# Happy 100th Birthday, Grand Central Terminal!



## tjcruiser (Jan 10, 2010)

Grand Central Terminal opened its doors 100 years ago, on February 2nd, 1913. A century later, and it still looks fabulous (after some tough times, though), welcoming 750,000 travelers daily!

Some fun facts ...

http://www.thedailybeast.com/articles/2013/02/01/grand-central-terminal-100-years-100-facts.html

GCT website ... nice pics ...

http://www.grandcentralterminal.com/

Hope you'll raise a glass in a toast to GCT along with me.

Cheers,

TJ


----------



## Kwikster (Feb 22, 2012)

Hard to believe that it was once slated for the wrecking ball. Years back I watched a story on the restoring the old gal, when they cleaned the ceiling, they discovered it was painted dark with a star scape type of mural. All the soot and grime over the years had obscured it.

Happy Birthday GCT!!!!

Carl


----------



## tjcruiser (Jan 10, 2010)

I worked in NYC in the early 1980's ... commuted through GCT. Boy, it was a wreck back then ... major portions of it blocked off by plywood partitions and barricades. Ceiling nearly black from smoke/soot. Homeless people and empty wino bottles everywhere.

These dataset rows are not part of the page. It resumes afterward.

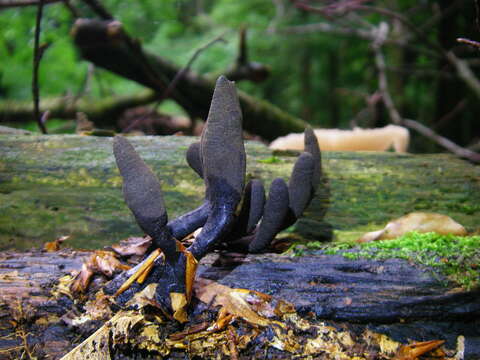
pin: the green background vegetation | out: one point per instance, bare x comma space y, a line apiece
320, 77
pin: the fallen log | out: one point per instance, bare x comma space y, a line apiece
394, 297
105, 111
56, 185
107, 44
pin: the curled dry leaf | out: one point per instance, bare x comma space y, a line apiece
416, 221
133, 246
414, 350
242, 303
103, 262
54, 245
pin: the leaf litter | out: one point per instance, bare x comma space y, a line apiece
223, 322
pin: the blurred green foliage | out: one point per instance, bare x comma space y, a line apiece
324, 78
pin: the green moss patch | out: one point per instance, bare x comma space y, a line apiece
456, 257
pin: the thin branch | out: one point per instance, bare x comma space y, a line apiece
99, 9
24, 3
412, 124
37, 55
71, 8
178, 76
465, 73
442, 141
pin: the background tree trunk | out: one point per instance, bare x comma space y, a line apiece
107, 45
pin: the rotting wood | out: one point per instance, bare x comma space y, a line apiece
51, 186
393, 296
107, 44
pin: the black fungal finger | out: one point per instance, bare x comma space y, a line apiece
252, 209
143, 195
189, 222
311, 146
223, 159
194, 159
257, 202
300, 184
276, 208
222, 149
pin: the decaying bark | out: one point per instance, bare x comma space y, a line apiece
69, 185
106, 44
393, 297
102, 112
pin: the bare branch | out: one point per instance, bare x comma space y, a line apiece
412, 124
464, 72
442, 141
24, 3
37, 55
99, 9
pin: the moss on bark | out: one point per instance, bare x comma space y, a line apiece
69, 185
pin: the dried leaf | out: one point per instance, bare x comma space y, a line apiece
234, 301
98, 345
179, 304
146, 266
133, 246
103, 262
416, 221
54, 245
413, 351
99, 308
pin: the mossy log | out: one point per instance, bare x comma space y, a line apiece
69, 185
107, 44
391, 297
51, 186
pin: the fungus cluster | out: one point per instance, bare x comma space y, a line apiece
233, 214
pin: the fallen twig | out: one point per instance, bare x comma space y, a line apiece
396, 118
23, 3
37, 55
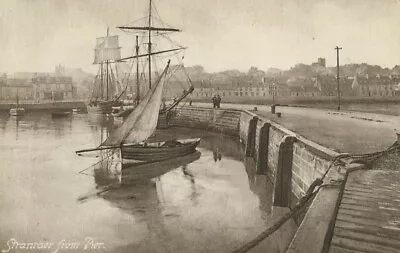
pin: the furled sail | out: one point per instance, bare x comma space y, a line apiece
142, 122
107, 49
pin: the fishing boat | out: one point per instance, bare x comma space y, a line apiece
149, 32
104, 96
131, 136
17, 111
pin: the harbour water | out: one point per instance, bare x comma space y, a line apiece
212, 201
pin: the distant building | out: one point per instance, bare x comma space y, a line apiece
53, 87
375, 86
10, 88
327, 84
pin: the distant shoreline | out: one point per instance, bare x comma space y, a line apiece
386, 105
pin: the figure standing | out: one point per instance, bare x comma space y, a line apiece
214, 99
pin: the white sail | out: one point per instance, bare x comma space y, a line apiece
142, 122
107, 49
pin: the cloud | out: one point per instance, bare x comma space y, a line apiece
220, 34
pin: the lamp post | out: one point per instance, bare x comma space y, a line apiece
337, 70
273, 98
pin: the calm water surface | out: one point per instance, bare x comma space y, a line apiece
211, 201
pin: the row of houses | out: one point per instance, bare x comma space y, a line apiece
37, 88
357, 86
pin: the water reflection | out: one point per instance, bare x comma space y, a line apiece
194, 204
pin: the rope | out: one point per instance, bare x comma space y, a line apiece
311, 192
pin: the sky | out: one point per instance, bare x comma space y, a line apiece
35, 35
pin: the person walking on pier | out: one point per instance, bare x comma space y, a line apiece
214, 99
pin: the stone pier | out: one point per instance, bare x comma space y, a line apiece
293, 163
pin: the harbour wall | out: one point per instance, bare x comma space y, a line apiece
276, 150
48, 105
291, 161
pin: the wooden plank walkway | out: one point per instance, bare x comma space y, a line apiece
369, 213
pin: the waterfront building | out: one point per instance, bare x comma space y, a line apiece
9, 88
53, 87
327, 84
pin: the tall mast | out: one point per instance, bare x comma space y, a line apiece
149, 49
107, 73
137, 71
17, 99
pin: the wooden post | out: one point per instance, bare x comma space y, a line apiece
262, 161
283, 177
251, 137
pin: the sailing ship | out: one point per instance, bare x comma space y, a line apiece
17, 111
131, 137
149, 32
107, 54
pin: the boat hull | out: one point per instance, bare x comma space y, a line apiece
17, 111
105, 107
159, 151
60, 114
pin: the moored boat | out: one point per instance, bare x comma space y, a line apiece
159, 151
60, 114
17, 111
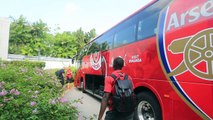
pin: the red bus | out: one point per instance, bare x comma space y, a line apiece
168, 51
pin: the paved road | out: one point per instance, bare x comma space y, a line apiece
87, 105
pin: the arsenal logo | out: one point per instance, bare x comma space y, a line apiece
185, 49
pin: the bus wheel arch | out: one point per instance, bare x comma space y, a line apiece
82, 85
148, 106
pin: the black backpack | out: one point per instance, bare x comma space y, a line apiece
124, 99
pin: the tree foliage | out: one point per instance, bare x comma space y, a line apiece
35, 39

Then, in the 1990's, New Yorkers finally "rediscovered" the jewel in their backyard, and began major restoration work. The place looks rather polished today. And, for anyone who goes ... spend some time looking UP ... the ceiling is magnificent.

TJ


----------



## tjcruiser (Jan 10, 2010)

I don't believe so. The Manhattan flooding was much further south ... Battery and Wall Street area, as far as I know.


----------